Im freiburgischen Bösingen entsteht 2022 eine neue Gruyère-Käserei. Dazu schliessen sich drei Sensler Käsereigenossenschaften zusammen.

von mos

(Symbolbild Schweizerkäse.ch)
Neben der alten Käserei im Weiler Friesenheid bei Bösingen soll für 6,5 Millionen Franken eine grössere und modernere Käserei entstehen. Die neue Käserei wird drei Millionen Kilogramm Milch pro Jahr verarbeiten können. In der geplanten sechs Meter hohen Reifehalle hat es Platz für 4000 Gruyère-Laibe. Im Juni wird das Bauprojekt öffentlich aufgelegt, die Bauarbeiten dürften wohl erst 2022 beginnen, wie Daniel Perler von der IG Käsereiprojekt Untere Sense den «Freiburger Nachrichten» (FN) erklärte.

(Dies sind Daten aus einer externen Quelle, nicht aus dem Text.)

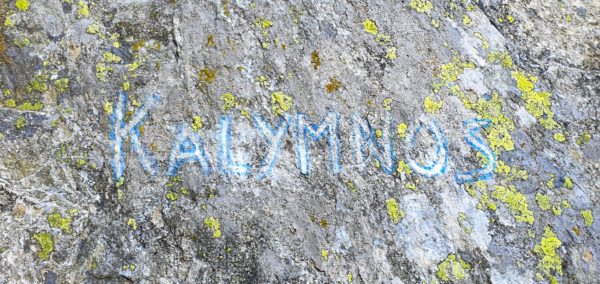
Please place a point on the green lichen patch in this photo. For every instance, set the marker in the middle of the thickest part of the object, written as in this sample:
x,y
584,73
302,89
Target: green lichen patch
x,y
22,5
370,26
516,201
207,75
588,218
421,6
20,122
214,225
280,103
46,243
536,103
333,85
196,123
431,106
56,220
394,212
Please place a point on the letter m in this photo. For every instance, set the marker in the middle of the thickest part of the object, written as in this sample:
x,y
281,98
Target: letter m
x,y
306,130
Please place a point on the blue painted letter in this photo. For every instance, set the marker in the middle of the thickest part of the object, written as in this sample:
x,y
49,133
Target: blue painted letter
x,y
305,129
274,139
363,132
121,131
187,148
438,166
474,139
226,165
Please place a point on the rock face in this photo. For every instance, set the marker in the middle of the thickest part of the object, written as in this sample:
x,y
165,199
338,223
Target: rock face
x,y
307,142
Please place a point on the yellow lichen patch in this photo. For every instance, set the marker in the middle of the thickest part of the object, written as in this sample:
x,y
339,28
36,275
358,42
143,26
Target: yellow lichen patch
x,y
395,213
543,201
501,56
401,130
536,103
132,223
370,26
421,6
108,108
210,40
8,22
325,254
21,42
547,249
102,71
387,103
315,60
431,105
27,106
196,123
264,23
172,196
484,42
499,133
452,269
22,5
403,168
584,137
280,103
516,201
560,137
568,184
333,85
82,9
93,29
207,76
391,53
62,85
55,220
20,123
467,21
229,101
588,218
44,239
213,224
109,57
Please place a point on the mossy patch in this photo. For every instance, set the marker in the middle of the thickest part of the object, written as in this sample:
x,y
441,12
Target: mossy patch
x,y
537,103
370,26
547,250
280,103
56,220
394,212
333,85
588,218
196,123
46,243
421,6
431,106
214,225
516,201
22,5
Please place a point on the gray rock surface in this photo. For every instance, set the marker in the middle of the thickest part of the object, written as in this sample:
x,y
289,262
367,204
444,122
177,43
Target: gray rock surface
x,y
511,202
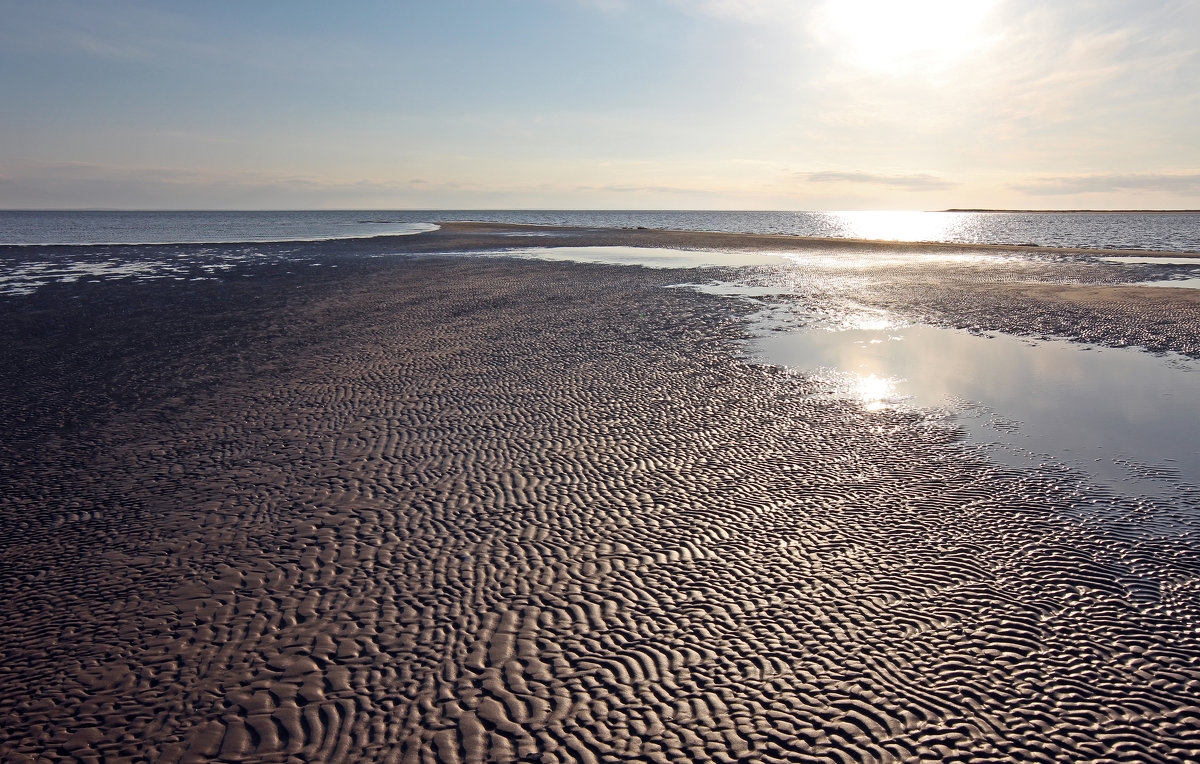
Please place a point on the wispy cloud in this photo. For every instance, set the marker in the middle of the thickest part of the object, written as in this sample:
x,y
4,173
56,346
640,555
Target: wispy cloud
x,y
1131,182
918,181
642,188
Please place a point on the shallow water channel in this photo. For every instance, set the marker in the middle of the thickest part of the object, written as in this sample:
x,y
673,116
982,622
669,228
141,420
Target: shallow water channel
x,y
1120,415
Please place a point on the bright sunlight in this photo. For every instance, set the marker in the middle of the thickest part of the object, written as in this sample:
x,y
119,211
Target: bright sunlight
x,y
905,37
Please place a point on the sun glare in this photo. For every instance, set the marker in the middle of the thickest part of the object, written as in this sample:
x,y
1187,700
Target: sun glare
x,y
904,37
875,392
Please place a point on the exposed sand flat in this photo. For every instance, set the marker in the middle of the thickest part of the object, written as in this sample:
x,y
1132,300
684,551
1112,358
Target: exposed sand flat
x,y
471,510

Für das Projekt haben sich die drei Käsereigenossenschaften Bösingen, Friesenheid und Wünnewil zusammengetan, nächstens werden sie fusionieren. Der Zusammenschluss sei nötig, um wirtschaftlicher zu arbeiten, sagte Perler. Die Anforderungen für die Gruyère-Produktion würden immer höhere und seien für kleinere Käsereien schwierig zu erfüllen.
Die Käserei Bösingen produziert gar keinen Käse mehr, ihre Genossenschafter liefern ihre Milch an die Cremo. In Wünnewil und Friesenheid wird zwar noch gekäst, es stehen aber Investitionen an. Die drei Genossenschaften haben zusammen 15 Genossenschafter.
Die Käsereien in Bösingen und Wünnewil werden nach der Eröffnung des Neubaus nicht mehr gebraucht und verkauft. Wer in der neuen Käserei käsen wird, ist noch offen. Die Genossenschaft wird laut Zeitungsbericht die Betriebsleitung ausschreiben.